Amend the New Jersey Data Breach Notification Law
Without a national data breach notification law, many states have passed legislation that mandates that businesses notify consumers when there has been a breach of their personally identifying information. New Jersey’s law should be reformed to provide additional clarity to consumers. Most notably, notification should be tailored to the type of breach that occurred by providing step-by-step directions for what can done to mitigate the risk of identity theft. It would also be beneficial to color-code the notification based upon the type of breach. Consumers are increasingly inundated with breach notifications and it is easy to dismiss the consequences of a breach if the severity of the breach is not easily ascertainable.
Support the Data Broker Accountability and Transparency Act
In 2015, Senator Edward J. Markey (D-MA) introduced the Data Broker Accountability and Transparency Act, a bill that had originally been proposed by Senator John D. Rockefeller, IV (D-WV). The proposed legislation regulates data brokers, defined as “a commercial entity that collects, assembles, or maintains personal information concerning an individual who is not a customer or an employee of that entity in order to sell the information or provide third party access to the information.” Specifically, the bill requires that data brokers establish procedures to ensure the accuracy of the information it collects and ensures that consumers are able to review the information collected about them. In addition, the bill allows consumers to opt-out of having their information used for marketing purposes and calls for the establishment of a central website that would list data brokers subject to the law. This bill would represent a giant leap forward for consumers and the Initiative hopes that the legislation will be introduced into the 115th Congress.

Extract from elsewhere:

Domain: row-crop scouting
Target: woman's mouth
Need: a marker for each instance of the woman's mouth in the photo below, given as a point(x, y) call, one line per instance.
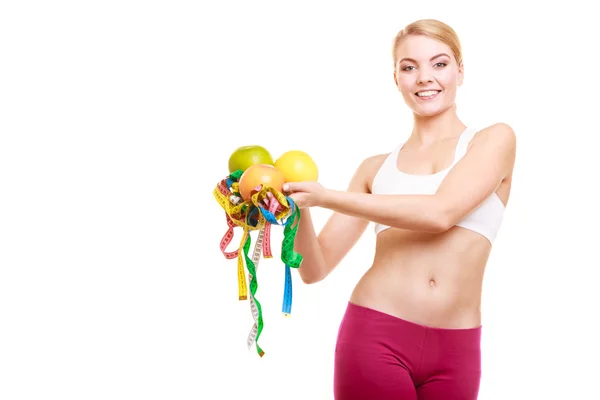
point(427, 94)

That being said, the legislation would be improved by providing for a website that would allow individuals to centrally opt-out of all collection and dissemination of their personal information. Patterned on the National Do-No Call Registry, a central opt-out mechanism would ensure that an individual would not have to manually opt-out of hundreds of data broker websites or services.
Advocate to limit Social Security Number use
Social security numbers have become the de facto national identification system. Individuals are asked to disclose their social security number seemingly on a daily basis to banks, doctors’ offices, insurance and credit card companies and to government agencies, among others. All it takes is one breach and a person’s social security number could become compromised. A stolen social security number has serious consequences and can, for example, lead to credit problems and delays in obtaining tax refunds. The social security number was never intended to be utilized so broadly. In order to protect against the increasing problem of identity theft, the government should place limits on when, where and how social security numbers can be used and requested.